3. Es besteht schon kein Rechtsschutzbedürfnis für ein gerichtliches Verfahren, wenn noch nicht einmal Akteneinsicht beantragt worden ist und demzufolge keine Versagung oder Beschränkung der Akteneinsicht iSv § 120 Abs. 4 Satz 1 SGG vorliegt.
Der Antrag wird abgelehnt.
Kosten sind nicht zu erstatten.
Gründe:
I.
Der 1956 geborene Antragsteller, der über keinen festen Wohnsitz verfügt und als Postanschrift die Ökumenische Bahnhofsmission M. angibt, hat am 18. Juli 2022 beim Landessozialgericht (LSG) zu Protokoll des Urkundsbeamten der Geschäftsstelle den Erlass einer einstweiligen Anordnung beantragt. Als Antragsgegner hat er das Sozialgericht (SG) Magdeburg angegeben.

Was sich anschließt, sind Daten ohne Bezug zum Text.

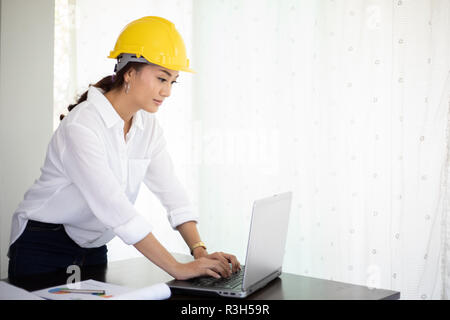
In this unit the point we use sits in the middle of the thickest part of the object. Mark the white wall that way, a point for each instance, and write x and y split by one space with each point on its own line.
26 102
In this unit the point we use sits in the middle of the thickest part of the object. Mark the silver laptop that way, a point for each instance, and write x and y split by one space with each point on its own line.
265 251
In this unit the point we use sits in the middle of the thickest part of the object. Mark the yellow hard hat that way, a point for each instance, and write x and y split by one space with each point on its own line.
154 40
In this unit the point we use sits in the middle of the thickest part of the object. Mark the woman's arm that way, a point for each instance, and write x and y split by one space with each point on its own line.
189 232
151 248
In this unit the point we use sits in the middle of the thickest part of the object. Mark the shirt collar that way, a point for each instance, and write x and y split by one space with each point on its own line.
107 111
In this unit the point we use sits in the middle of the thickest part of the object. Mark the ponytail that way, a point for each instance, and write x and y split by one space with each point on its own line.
107 84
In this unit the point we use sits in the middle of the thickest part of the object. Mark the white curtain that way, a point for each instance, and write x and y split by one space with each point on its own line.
343 102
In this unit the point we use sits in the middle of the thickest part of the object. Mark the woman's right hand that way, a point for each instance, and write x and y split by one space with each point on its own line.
202 267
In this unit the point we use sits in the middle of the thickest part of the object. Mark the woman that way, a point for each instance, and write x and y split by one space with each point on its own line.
108 144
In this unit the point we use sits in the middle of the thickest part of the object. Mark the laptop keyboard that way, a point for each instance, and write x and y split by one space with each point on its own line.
233 282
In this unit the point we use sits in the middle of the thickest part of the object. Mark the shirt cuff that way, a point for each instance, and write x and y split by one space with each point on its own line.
134 230
180 216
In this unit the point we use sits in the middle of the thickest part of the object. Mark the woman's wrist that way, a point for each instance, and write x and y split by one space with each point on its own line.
199 252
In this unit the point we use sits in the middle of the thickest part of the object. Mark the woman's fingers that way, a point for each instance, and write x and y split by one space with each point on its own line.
211 273
223 261
235 265
226 259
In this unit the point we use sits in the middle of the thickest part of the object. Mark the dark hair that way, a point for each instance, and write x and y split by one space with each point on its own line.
108 83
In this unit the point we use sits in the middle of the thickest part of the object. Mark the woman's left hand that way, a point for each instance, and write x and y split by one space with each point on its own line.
223 257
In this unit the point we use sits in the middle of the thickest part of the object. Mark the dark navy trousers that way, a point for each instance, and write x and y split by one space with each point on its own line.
46 247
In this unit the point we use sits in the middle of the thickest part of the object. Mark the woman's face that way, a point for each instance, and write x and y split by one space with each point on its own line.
151 85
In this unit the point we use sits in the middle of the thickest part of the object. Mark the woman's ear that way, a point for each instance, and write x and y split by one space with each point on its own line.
129 74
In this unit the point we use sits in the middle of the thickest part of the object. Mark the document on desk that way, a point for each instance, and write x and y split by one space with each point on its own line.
10 292
103 291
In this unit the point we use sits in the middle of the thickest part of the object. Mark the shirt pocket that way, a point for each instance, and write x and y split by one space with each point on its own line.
136 173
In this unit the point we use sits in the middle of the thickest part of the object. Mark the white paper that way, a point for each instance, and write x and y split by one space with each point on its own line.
10 292
112 292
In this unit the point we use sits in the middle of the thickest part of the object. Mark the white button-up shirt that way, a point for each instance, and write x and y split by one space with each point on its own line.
91 177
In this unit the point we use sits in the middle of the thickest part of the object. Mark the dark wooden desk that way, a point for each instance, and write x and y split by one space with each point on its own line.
140 272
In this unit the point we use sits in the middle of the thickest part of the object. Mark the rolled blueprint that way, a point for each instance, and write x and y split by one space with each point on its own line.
158 291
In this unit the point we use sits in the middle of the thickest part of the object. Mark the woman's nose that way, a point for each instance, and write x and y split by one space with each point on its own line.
165 91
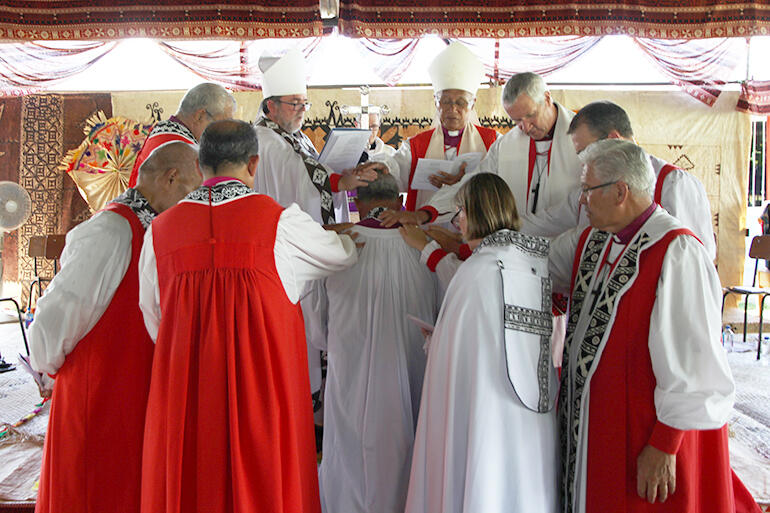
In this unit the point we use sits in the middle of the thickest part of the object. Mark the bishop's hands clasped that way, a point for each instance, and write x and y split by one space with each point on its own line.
442 178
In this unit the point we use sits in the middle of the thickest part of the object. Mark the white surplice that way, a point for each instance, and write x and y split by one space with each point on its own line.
477 447
694 385
93 264
508 158
303 252
282 175
376 366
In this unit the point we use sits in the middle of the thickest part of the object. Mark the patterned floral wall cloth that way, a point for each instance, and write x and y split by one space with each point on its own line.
35 133
710 142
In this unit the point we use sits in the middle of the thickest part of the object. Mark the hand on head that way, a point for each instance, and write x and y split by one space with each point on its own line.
391 217
414 236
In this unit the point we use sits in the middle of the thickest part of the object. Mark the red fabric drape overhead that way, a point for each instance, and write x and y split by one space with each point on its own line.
755 97
37 20
513 18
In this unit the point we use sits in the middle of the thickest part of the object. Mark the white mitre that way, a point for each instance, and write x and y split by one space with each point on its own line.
456 67
283 75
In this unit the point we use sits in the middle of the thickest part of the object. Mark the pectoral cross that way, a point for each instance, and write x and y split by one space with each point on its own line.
365 109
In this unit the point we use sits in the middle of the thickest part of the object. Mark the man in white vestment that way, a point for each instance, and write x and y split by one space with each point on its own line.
456 74
646 388
487 439
376 363
376 146
680 193
288 169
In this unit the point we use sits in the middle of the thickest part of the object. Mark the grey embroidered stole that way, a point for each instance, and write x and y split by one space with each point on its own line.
315 170
570 397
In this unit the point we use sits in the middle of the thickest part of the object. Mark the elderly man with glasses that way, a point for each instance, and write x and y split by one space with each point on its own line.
646 390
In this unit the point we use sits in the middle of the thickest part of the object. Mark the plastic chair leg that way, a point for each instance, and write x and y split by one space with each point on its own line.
761 313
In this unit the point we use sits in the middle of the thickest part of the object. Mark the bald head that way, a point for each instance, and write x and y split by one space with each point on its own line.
176 154
212 97
168 175
229 148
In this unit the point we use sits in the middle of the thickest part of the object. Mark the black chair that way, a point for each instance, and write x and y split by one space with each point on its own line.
43 246
759 250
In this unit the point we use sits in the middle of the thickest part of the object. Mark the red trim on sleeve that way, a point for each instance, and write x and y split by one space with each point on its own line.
431 211
435 258
465 252
665 438
334 180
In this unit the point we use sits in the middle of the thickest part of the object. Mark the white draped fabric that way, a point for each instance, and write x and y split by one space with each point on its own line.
477 448
93 263
374 381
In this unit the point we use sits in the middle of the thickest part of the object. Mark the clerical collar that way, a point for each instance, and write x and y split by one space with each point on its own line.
452 137
178 121
627 233
549 135
211 182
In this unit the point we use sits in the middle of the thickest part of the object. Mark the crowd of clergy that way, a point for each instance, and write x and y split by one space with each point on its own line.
538 334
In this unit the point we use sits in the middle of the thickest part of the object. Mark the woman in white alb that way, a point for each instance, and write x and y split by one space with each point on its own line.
487 434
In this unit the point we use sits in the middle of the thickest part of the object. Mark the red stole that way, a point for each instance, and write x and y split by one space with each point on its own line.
419 146
93 448
229 425
531 166
622 414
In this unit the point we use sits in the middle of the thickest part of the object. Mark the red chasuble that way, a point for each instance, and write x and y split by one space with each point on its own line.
229 425
622 417
419 146
93 448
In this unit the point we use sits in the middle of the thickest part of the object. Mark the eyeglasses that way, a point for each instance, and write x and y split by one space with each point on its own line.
455 221
296 106
461 103
585 190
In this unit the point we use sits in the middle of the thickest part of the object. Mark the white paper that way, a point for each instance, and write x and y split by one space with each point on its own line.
472 160
429 167
343 148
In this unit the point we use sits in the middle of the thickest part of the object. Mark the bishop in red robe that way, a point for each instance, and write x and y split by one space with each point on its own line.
89 334
646 388
229 418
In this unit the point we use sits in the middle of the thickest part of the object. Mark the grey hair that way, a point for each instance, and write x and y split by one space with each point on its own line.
212 97
527 83
384 187
616 159
230 141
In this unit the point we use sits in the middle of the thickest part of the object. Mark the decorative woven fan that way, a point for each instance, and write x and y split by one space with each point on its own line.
101 165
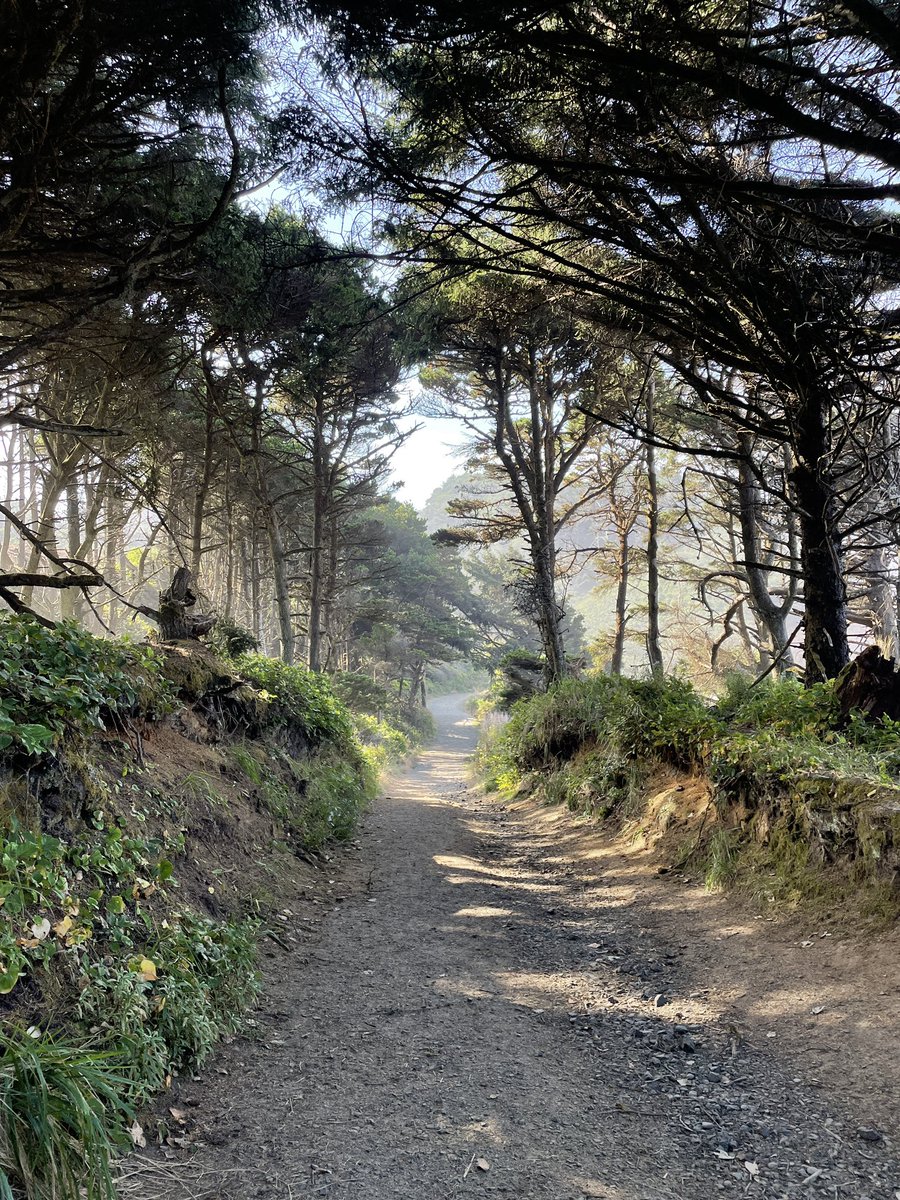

In einem bei Antragstellung eingereichten Schriftstück hat er unter Verweis auf insgesamt 21 sozialgerichtliche Aktenzeichen – u.a. das Aktenzeichen S 14 VE 9/22 – ausgeführt, es gehe ihm um „die unverzügliche Gewährung [s]einer gesetzlich festgelegten Rechte und Informationen, insbesondere die Vorlage und Einsicht in alle Akten und Dokumente von Seiten der Beklagten und deren Mitbeteiligten und den Kammern des Sozialgerichts Magdeburg“ in den aufgeführten Verfahren. Dies werde ihm seit Jahren vorsätzlich verweigert.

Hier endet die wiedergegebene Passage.